The house in chapter fourteen, the vine tree in chapter fifteen, the newborn child in chapter sixteen, and the oneness in chapter seventeen are realized by the Triune God wrought into the very being of all the believers as the very source and substance of their existence, as their entrance into this divine realm, as the very essences for their constitution, their building up, as their living, and as their enjoyment. By this the house is built, the tree is growing, the new child is born, and the oneness is practical. This is basically and intrinsically the very essence of the New Testament ministry.
The traditional Christian understanding is that Jesus as the Son of God was sent by the Father and died on the cross for our sins. He was resurrected and ascended to the heavens and the Spirit was sent down to inspire us to believe in Him. The believers believed and they were forgiven, justified, redeemed, and saved. These believers were also regenerated. Then when the believers die they go to the place which the Lord Jesus promised that He was going to prepare in John 14. This place is an absolutely objective, physical thing to them which has nothing to do with their present life. Eventually, according to this interpretation, that mansion will be the New Jerusalem, the holy city. This will be the eternal dwelling place of all the believers. We can see that this kind of understanding is altogether objective and nothing of it is related to life. In much of today’s traditional theology they do not even talk about life that much.

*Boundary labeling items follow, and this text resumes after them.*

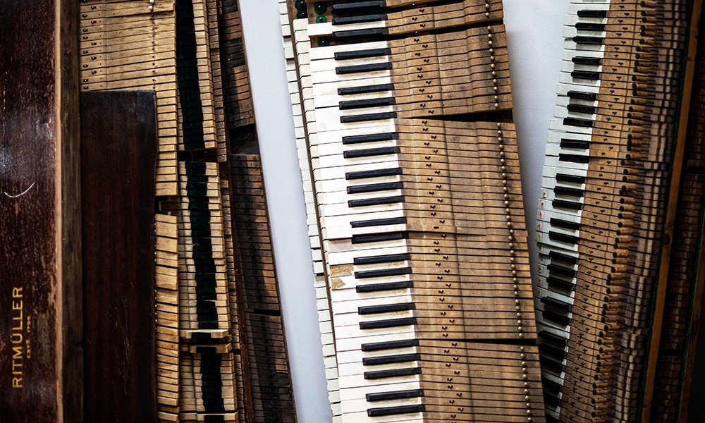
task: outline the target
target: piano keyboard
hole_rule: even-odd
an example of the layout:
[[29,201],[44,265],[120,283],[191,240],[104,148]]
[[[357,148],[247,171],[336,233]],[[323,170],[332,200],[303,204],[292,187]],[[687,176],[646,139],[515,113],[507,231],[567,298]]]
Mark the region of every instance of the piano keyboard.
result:
[[333,419],[543,421],[501,3],[411,4],[290,12]]
[[633,422],[650,400],[687,18],[685,1],[570,5],[537,223],[548,421]]

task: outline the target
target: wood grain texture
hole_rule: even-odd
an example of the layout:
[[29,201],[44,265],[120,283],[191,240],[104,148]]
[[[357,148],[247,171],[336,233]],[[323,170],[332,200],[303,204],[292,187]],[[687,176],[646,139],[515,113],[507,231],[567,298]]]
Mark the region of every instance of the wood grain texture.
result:
[[0,4],[3,422],[82,421],[76,6]]
[[82,96],[85,419],[154,422],[155,97]]

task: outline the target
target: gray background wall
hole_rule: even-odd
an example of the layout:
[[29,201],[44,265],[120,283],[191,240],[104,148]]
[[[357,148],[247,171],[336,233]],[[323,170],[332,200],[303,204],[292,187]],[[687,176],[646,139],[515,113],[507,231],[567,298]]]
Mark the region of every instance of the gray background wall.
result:
[[[278,0],[240,2],[297,413],[301,423],[330,422]],[[568,4],[504,0],[529,248]]]

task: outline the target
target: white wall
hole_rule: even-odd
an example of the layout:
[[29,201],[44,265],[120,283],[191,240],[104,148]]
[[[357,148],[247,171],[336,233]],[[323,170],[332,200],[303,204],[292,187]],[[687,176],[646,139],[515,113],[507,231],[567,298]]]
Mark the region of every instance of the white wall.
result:
[[[297,414],[300,423],[330,422],[278,0],[240,0],[240,4]],[[504,0],[530,249],[568,4],[569,0]]]

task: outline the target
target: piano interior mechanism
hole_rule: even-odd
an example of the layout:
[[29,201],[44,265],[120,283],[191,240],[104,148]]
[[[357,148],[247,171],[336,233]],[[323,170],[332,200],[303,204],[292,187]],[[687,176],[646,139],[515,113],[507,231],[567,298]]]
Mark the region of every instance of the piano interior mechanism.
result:
[[[527,221],[501,0],[278,0],[334,423],[701,421],[701,0],[562,3]],[[296,422],[238,0],[0,20],[0,421]]]

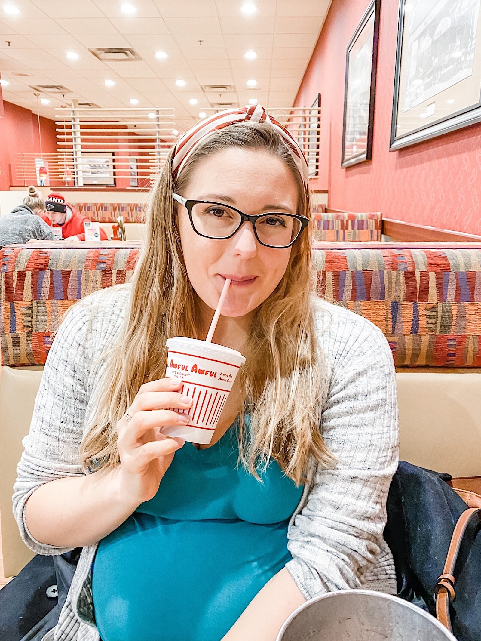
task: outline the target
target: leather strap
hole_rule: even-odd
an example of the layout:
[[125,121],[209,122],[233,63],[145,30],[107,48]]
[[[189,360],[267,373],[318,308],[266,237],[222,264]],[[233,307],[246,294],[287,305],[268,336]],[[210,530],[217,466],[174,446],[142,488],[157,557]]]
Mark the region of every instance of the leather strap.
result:
[[453,629],[451,626],[449,606],[456,597],[454,587],[456,579],[453,572],[466,529],[471,523],[474,522],[475,519],[478,518],[481,519],[481,508],[471,508],[466,510],[458,519],[451,538],[443,574],[437,579],[434,588],[436,594],[436,617],[450,632],[452,632]]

We need to check with ourselves in this matter. Are we preachers, teachers, and ministers of the Word in the Lord’s recovery in this way? Doctrinally you may say no, but practically you have never stayed away from that kind of objective theology. This kind of theology is altogether off from the New Testament ministry. The New Testament ministry does not minister such an objective theology. It ministers the Triune God passing through the necessary processes (incarnation, human living, crucifixion, resurrection and ascension) and becoming the all-inclusive life-giving Spirit to impart Himself into our very being to give us a new existence, to become our entrance into a new realm, and to become our very intrinsic essence for our new constitution in the Body of Christ. Also, this very processed Triune God is now our life, our living, our way, and our enjoyment, and we have to grow in this life unto maturity, unto the ultimate consummation of the eternal life, which is the New Jerusalem. This is the New Testament ministry.
Traditional theology and the New Testament ministry are absolutely in two different realms, in two kingdoms with two lives. One is the kingdom of objective theology, which is in a line having nothing to do with life. The second one, which is the spiritual one, the one that is ministered by the New Testament ministry, is a kingdom of the Triune God as life and everything to His chosen people; this is altogether in the line of life.
We must realize that if we minister something of the first realm, the realm of objective theology, apparently what we minister is scriptural and there is nothing against the Bible, but this kind of ministry sows the seed of wrong understanding which delays the saints growth in life and which holds them back and distracts them. This kind of objective theology also misleads people. Actually, this is very, very serious. It may not be that you intentionally do something to sow the seed of wrong understanding. You may have no intention of doing that. Your intention is firstly to save people and then to edify them—“to help people to grow.” Actually, however, this kind of ministry is not the ministry of the New Testament.